Building on his experience in Cuba, Zaldívar decided to focus his full-time efforts on theater, initially working with mainstream groups like the Greenwich Mews Theater, led by producer Stella Holt, which sought to include works from minority playwrights. He decided to go off on his own and created Repertorio Español in 1968 together with René Buch, a Cuban emigre who was an art critic who had attended Yale Drama School. With the rise of the Hispanic population in New York City, Zaldívar recognized an opportunity to involve the "hundreds of Spanish actors in New York working in restaurants and offices who are highly desirous of working again in the theater" with the hope of providing acting positions for the many "Spanish, Cuban and Puerto Rican actors who come here to find opportunities to perform". By 1972, Zaldívar had raised the funds needed to be based at the 140-seat Gramercy Arts Theater in Manhattan on East 27th Street.

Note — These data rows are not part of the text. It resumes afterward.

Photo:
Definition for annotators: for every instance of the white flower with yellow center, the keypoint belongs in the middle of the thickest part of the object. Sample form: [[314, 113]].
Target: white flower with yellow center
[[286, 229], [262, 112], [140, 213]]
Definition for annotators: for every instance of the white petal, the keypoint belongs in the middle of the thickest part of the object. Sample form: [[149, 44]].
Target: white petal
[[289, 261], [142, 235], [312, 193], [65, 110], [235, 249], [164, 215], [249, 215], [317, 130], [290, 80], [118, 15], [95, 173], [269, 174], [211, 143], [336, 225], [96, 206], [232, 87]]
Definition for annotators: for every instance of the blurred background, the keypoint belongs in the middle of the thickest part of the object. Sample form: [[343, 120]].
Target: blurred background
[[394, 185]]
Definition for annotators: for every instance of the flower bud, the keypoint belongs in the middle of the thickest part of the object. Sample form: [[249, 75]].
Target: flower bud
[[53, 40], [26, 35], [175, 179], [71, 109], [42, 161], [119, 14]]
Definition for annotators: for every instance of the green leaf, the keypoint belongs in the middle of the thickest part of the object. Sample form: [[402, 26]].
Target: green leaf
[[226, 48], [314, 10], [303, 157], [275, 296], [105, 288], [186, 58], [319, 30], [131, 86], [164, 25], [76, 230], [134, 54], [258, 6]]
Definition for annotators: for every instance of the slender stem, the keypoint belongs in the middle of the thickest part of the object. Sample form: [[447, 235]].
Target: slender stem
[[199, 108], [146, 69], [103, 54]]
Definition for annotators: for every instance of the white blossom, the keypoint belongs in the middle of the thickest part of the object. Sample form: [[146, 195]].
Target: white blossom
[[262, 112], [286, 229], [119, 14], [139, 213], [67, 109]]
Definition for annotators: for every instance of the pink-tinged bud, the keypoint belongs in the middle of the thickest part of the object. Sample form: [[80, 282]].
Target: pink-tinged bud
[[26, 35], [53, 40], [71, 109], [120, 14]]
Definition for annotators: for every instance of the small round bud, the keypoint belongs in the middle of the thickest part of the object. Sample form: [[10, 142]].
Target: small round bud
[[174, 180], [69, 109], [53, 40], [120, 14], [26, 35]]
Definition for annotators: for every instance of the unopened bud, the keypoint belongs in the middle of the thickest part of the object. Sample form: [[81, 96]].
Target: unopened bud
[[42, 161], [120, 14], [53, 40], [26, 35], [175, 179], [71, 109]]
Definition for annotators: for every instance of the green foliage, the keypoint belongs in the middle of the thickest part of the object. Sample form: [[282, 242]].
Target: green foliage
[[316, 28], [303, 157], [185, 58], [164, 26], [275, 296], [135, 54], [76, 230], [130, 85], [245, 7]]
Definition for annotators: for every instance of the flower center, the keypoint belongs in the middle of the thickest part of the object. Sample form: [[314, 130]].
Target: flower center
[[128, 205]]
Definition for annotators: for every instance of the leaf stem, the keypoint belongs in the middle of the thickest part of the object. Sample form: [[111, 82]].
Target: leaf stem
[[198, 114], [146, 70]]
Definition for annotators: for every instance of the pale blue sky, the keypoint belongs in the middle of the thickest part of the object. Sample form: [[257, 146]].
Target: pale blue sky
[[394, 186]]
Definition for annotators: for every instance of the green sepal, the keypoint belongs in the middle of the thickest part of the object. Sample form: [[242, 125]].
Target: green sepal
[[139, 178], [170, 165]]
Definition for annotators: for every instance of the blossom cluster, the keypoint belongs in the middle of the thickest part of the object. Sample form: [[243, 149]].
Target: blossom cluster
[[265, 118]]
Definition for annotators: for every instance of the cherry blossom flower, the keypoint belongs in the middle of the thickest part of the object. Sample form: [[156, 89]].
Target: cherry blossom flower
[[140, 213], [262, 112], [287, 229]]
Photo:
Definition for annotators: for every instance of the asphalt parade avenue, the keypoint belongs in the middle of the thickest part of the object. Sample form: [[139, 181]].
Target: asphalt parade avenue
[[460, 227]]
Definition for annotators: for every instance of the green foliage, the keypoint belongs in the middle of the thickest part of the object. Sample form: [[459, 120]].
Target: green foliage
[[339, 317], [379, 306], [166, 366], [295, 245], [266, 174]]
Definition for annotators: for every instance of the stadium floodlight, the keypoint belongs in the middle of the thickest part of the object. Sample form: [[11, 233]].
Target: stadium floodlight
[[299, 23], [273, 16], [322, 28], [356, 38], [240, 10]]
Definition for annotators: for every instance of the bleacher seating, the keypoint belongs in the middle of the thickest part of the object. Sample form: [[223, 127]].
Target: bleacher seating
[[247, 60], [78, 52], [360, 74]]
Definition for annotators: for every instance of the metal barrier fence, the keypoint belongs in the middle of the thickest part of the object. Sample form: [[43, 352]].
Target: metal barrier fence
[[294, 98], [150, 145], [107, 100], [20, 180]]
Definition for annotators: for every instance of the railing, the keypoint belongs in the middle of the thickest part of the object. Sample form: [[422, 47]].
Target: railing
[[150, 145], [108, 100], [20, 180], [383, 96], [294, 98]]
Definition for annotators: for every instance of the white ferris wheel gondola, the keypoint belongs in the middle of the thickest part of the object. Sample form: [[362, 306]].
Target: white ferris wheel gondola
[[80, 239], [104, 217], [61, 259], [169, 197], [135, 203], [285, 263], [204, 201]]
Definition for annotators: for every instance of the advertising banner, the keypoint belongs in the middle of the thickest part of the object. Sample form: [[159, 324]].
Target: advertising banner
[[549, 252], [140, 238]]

By the time of his death, Repertorio Español had produced plays ranging from Spanish works of the 17th century such as those by Pedro Calderón de la Barca and new works from Hispanic playwrights, totaling more than 250 plays in 40 years with appearances from such actors as Raúl Juliá. The company produced Spanish-language works by Federico García Lorca and Miguel de Unamuno. Translations of English-language plays such as The Fantasticks and Who's Afraid of Virginia Woolf?, as well as novel adaptions of works from Gabriel García Márquez and Mario Vargas Llosa were put on stage. Repertorio Español has run an annual playwriting competition for Spanish-language dramatists since the 1990s. The production of The Fantasticks toured Central and South America under the sponsorship of the United States Information Agency. In 1988, the company toured his native Cuba.

Zaldívar's work has won Drama Desk Awards, Obie Awards and received the New York State Governor's Award. The University of Miami's Cuban/Latino Theater Archive called Repertorio Español "a national treasure, providing a rich cultural environment which is unmatched by any other Spanish-language theater company".

==Personal==
Zaldívar stepped down from his leadership role at the Repertorio Español in 2005 due to his progressing illness.

A resident of Manhattan, Zaldívar died at his home there in the Gramercy neighborhood at age 75 on October 6, 2009, due to complications of dementia with Lewy bodies. Zaldívar was survived by his companion, Robert Weber Federico, as well as a sister and several cousins.